Perhaps he is suggesting that had she been “really raised” by her father, she would have known better than to raise her voice or hand to a man. Such implying is just cover for what is not stated: calling for women to know their place and, thus, to accept whatever behavior or abuse comes their way. Rather than seeing men as the problem – whether in the home or not – he is using this incident to call on men to reclaim their “rightful place” in the home. Such a Black nationalist project (as nice as some might consider it to be) has no promise of reducing domestic violence. Daughters raised by their fathers is no protection against abuse. In far too many cases, it has been the cause.
Film and TV actor and former NFL player Terry Crews presents one of the best responses I have come across by a Black male celebrity yet. In a passionate and poignant conversation with another Black man, ET host Kevin Frazier, (that I encourage everyone to view in full) Crews lays it out with an honesty that is insightful:
“When I saw the video I was immediately taken back to my childhood. This is the way I grew up. I used to watch this happen over and over again. It was a post-traumatic stress experience for me. I used to watch my father hit my mother in the face and watch her go down … The NFL culture, the sports culture, has decided that they are more valuable than women … I’ve heard people laugh about keeping their pimp hand strong and keeping her in control so that she knows her place. But think about how evil that is for one man to think that he’s actually more valuable than a woman, because as a human being you’re worth is immeasurable.”
As Terry Crews exemplifies, it is only when we allow ourselves as men to bear witness to the violence we inflict on the bodies, minds and souls of women through the unchallenged lens of their experiences can we change and the healing of our communities begin.
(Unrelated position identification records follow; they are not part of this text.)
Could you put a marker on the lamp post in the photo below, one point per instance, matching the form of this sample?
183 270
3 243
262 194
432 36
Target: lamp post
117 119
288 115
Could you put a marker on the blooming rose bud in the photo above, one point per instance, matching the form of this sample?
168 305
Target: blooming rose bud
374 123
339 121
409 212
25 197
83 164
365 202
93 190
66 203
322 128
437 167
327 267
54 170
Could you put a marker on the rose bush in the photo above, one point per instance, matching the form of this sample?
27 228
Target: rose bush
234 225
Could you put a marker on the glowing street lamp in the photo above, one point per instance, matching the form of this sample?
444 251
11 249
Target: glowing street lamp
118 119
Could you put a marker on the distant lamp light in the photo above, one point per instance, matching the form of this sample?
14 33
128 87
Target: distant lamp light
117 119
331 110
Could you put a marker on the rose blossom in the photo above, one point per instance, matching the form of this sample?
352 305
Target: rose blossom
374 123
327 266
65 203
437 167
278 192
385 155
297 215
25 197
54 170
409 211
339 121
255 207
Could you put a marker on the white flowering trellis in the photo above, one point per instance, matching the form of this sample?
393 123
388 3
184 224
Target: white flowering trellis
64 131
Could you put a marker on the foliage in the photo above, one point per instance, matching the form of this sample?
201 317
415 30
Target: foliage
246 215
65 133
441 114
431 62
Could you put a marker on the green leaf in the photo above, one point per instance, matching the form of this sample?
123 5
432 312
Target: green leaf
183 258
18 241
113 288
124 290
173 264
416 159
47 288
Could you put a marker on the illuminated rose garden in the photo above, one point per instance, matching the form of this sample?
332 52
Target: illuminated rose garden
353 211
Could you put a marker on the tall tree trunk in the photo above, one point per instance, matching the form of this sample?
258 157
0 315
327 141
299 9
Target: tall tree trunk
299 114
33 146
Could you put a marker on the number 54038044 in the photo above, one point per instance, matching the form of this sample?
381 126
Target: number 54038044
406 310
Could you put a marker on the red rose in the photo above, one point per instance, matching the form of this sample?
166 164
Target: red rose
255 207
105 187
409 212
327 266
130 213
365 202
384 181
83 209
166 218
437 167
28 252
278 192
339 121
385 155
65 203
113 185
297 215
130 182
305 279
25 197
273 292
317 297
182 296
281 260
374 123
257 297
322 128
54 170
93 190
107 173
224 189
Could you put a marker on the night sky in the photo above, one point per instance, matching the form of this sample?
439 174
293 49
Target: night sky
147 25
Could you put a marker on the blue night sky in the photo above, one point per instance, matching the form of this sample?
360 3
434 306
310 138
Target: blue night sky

Benevolent patriarchy has no solution for the violence women experience at the hands of men. Its positions are riddled with contradictions. Benevolent patriarchy’s central mission is to justify male control over the lives of women. In this way it is not an alternative to male domination, but a justification for its barbarity. As long as the Black community silently embraces rhetoric that places a premium on the bodies of Black men at the brutal expense of Black women, we will continue to be caught in this position of indefensible contradiction. Our double standard as a community stares back at us through the battered eyes of Black women who live under a doubly oppressive system of racism and sexism that will tolerate a white California highway cop beating a Black women in broad daylight and a Black professional athlete knocking his Black fiance unconscious in a public elevator.
In 1999 I had the opportunity to participate in a Black Male/Female Relationships conference in Atlanta. After two days of meetings and workshops, I found myself featured on the final panel with self-help author Iyanla Vanzant. In her final remarks Iyanla encouraged the women in the audience to go 48 hours without saying a negative word about Black men. When the mic was passed to me, I said to the men, “And brothers, let us spend the next 48 hours without giving Black women a reason to say something negative.”
15 years later, that statement remains my best advice.
Ewuare X. Osayande is the author of Misogyny and the Emcee: Sex, Race and Hip Hop and editor of Stand Our Ground: Poems for Trayvon Martin and Marissa Alexander.